Diljá Mist Einarsdóttir, députée du Parti de l'indépendance, présentera un projet de loi visant à retirer la citoyenneté islandaise aux citoyens nés à l'étranger, y compris s'ils sont coupables de crimes graves.

Elle a dit cela dans une interview avec mbl.is, mais elle a publié hier un article dans Morgunblaðið sous le titre « Dépouiller les criminels étrangers de leur citoyenneté ». Selon le projet de loi, une personne peut perdre sa citoyenneté si elle est coupable d'un crime grave ou fournir des informations fausses ou trompeuses au gouvernement lors d’une demande de citoyenneté.

Elle dit qu'elle a soumis ce projet de loi avec d'autres députés du Parti de l'indépendance lors de la dernière période électorale et qu'elle prévoit de le soumettre à nouveau lors de la réunion du Parlement en février.

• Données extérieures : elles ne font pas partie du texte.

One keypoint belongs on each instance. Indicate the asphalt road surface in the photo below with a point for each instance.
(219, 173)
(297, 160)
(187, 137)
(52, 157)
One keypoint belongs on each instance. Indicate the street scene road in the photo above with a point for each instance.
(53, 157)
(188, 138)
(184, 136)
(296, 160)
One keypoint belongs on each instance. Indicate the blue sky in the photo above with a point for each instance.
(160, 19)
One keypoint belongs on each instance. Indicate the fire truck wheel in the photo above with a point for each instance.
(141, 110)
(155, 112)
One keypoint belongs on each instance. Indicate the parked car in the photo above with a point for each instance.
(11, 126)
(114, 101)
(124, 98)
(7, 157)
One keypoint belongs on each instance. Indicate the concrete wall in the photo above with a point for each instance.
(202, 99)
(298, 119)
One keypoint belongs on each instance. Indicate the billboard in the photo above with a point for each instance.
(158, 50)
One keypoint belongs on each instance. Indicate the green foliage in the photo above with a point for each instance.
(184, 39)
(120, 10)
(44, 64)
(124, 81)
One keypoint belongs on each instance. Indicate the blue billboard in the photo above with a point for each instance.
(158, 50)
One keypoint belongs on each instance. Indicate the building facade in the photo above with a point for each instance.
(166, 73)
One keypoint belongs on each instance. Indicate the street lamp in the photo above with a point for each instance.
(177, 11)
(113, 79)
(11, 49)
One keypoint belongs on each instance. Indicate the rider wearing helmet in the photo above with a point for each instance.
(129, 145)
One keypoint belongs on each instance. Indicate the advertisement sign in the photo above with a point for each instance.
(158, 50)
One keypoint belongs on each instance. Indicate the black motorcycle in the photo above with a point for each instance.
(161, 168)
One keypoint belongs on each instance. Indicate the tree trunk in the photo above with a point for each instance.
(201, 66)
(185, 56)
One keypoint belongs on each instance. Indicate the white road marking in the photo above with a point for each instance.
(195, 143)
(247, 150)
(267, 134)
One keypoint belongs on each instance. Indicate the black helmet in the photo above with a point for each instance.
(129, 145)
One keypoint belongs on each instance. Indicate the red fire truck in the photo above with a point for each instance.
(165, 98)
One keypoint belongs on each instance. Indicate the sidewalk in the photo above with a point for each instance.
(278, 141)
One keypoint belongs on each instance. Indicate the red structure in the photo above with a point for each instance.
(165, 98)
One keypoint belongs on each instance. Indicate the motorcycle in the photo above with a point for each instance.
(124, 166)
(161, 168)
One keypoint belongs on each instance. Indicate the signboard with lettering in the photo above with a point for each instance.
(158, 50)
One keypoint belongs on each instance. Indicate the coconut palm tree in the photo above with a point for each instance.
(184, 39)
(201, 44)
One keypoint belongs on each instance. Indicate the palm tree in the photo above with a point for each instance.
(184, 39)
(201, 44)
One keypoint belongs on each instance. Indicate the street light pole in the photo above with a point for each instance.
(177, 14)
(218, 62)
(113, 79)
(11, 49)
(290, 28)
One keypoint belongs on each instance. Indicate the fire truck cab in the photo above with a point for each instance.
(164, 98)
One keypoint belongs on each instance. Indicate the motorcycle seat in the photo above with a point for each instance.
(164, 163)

«J'ai l'intention de soumettre cela immédiatement dès les premiers jours du parlement et de demander également un entretien avec le nouveau ministre de la Justice pour connaître son point de vue à ce sujet», dit-elle en faisant référence au ministre de la Justice Þorbjörg Sigríður Gunnlaugsdóttir.

Cela ne rendrait pas les gens apatrides

Cela ne s'appliquerait qu'à ceux qui ont la double nationalité. Il ne serait donc pas possible de priver une personne de sa citoyenneté si elle devenait apatride, mais cela serait inconstitutionnel.

À sa connaissance, tous les pays nordiques ont de telles dispositions dans leur législation, à l'exception de la Suède, qui a également commencé à s'y pencher.

« Bien entendu, nous devrions nous tourner vers les pays nordiques à cet égard », déclare Einarsdóttir.

La charte du gouvernement stipule que les permis de séjour peuvent être révoqués pour les titulaires reconnus coupables de crimes graves, mais elle ne mentionne pas les citoyens d'origine étrangère.

Guðrún Hafsteinsdóttir, l'ancien ministre de la Justice, avait également inscrit de tels changements à l'ordre du jour.